Hi,
I am using TF v2.14 and tfmot v0.7.5
I am trying to apply QAT on my trained model and then convert the QAT model to TFLite. So for this, I wrote the following code:
converter = tf.lite.TFLiteConverter.from_keras_model(qat_model)
converter.optimizations = [tf.lite.Optimize.DEFAULT]
converter.inference_input_type = tf.int8
converter.inference_output_type = tf.int8
quantized_tflite_model = converter.convert()
with open(self.output_model_path, 'wb') as f:
f.write(quantized_tflite_model)
But I got the following error:
ValueError: The inference_input_type and inference_output_type must be tf.float32.
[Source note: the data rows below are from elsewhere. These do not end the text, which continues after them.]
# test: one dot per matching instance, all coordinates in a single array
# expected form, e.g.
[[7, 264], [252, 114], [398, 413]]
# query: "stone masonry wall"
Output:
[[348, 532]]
This is for full_integer TFLite.
Any explanation why I am getting this error?
Thanks,
The root cause of the error you’re encountering is that TensorFlow Lite’s converter does not support setting both inference_input_type
and inference_output_type
to tf.int8
for full integer quantization directly through the TFLiteConverter
API when converting a Quantization Aware Training (QAT) model. The converter expects the input and output types to be in floating-point format (tf.float32
) by default for compatibility with most use cases, where quantization and dequantization are handled internally.
Hi @MLEnthusiastic,I have tried to convert a QAT model to tflite having inference input and output type as int8 and did not face any error. Could please follow the similar way for converting input and output inference to int8 as shown in this gist. If you still face the same error, please provide the stand alone code to reproduce the issue. Tahnk You.